Sunday, November 27, 2016

"Hope is ridiculous"

In the denomination to which I belong, each week of Advent has a theme or a keyword: Hope, Peace, Joy, and Love.

I like that. I think those are four things the world desperately needs - shoot, they are things I desperately need - and it's good to be reminded of them and to celebrate them.

The traditional Advent wreath we use has three purple and one pink candle. The pink candle is for the third week - Joy. Which makes me smile because Pinkie Pie. And the minister this morning, commenting on the different weeks, referred to "joy as a full-contact sport" which again I love and I think that's an apt description of Pinkie Pie. And yes, I know Ponies are totally secular and all (even as some fanfic writers have tried to either Narnia-fy the world, or create its own religion). But I maintain that things that are good, even if they do not intend to point to the ultimate Good, still remind us of it. And the idea of full-contact joy....I said earlier on Twitter it's been a while since I felt that. Oh, I've been happy, but the kind of happiness I have is a quieter sort. There's an ad running right now, I think it's for Wal-Mart? Or one of those other Stores That Seemingly Sell Everything and they play Chic's "Freak Out" over video of kids going NUTS over getting what they wanted for Christmas. Confession: the ad makes me slightly sad because I cannot think of anything - well, any THING - that would make me that happy.
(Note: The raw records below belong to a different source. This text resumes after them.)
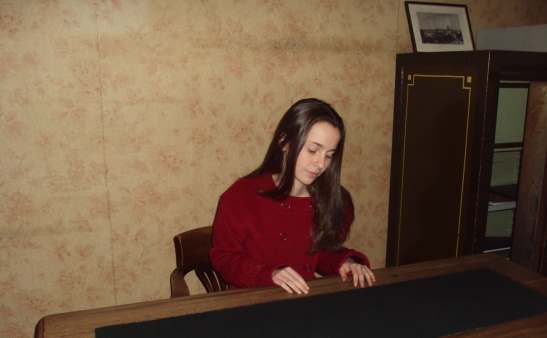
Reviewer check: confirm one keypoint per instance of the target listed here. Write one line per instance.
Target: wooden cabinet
(443, 147)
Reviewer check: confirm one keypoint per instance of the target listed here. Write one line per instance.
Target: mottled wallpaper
(123, 120)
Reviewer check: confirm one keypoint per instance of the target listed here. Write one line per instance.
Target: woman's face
(315, 157)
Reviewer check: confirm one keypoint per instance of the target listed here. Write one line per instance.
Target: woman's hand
(290, 280)
(359, 272)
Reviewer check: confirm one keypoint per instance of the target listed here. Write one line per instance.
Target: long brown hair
(330, 199)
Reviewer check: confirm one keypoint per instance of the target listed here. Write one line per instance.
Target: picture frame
(439, 27)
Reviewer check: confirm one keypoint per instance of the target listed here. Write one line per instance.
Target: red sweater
(254, 235)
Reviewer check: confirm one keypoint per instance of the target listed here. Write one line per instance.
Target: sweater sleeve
(228, 253)
(330, 261)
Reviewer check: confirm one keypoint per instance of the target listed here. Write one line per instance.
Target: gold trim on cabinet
(411, 78)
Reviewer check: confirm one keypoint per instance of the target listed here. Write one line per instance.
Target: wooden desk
(81, 324)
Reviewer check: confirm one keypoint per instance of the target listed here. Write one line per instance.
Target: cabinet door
(432, 137)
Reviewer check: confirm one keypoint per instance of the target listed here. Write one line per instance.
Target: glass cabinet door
(511, 113)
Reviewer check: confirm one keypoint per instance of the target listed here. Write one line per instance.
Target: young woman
(287, 220)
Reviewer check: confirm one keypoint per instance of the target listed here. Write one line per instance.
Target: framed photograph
(437, 27)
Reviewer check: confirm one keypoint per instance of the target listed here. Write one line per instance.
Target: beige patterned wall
(122, 121)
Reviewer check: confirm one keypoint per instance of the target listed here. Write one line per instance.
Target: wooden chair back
(192, 253)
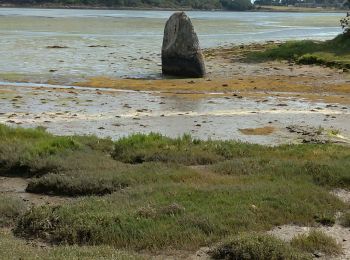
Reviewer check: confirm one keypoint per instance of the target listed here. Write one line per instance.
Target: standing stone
(181, 54)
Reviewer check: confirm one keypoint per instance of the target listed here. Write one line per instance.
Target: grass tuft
(315, 242)
(10, 210)
(256, 247)
(332, 53)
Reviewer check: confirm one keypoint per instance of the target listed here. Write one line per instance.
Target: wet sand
(234, 101)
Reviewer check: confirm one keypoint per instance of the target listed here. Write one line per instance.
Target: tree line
(239, 5)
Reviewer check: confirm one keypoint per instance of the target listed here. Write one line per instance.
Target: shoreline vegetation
(148, 195)
(155, 195)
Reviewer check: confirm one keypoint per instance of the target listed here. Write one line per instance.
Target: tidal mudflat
(117, 113)
(102, 157)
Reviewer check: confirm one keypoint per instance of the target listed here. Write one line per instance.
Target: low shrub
(316, 241)
(345, 219)
(10, 209)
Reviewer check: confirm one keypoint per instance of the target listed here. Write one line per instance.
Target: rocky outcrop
(181, 54)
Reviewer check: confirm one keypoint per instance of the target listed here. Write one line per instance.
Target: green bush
(316, 241)
(10, 209)
(345, 219)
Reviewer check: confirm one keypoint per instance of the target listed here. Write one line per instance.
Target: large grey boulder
(181, 54)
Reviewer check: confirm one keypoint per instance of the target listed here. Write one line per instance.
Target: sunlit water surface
(128, 43)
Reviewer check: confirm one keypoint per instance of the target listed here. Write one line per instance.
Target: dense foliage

I could be that happy over, say, finding out a cure for cancer has been discovered, and it's one that will cure someone I know. Or seeing the too-many people in my life who are hurting experience some kind of improvement in health or mobility or finances or job prospects or relationships or whatever. Or I could be that happy over having worked to build a relationship with someone and having him declare, openly, his love for me and his desire to spend the rest of our lives together. Or I could be that happy over a good friend of mine that I see too seldom happening to move to my town or at least nearby, and have the opportunity to spend more time hanging out with them. But I cannot think of a THING that would make me happy in the way those kids are happy over a toy. Maybe that's a mark of maturity and I should be happy over that, I don't know. But it does making an "I want this for Christmas" list a bit more complicated, because all of the things I really and truly want cannot be bought in a store.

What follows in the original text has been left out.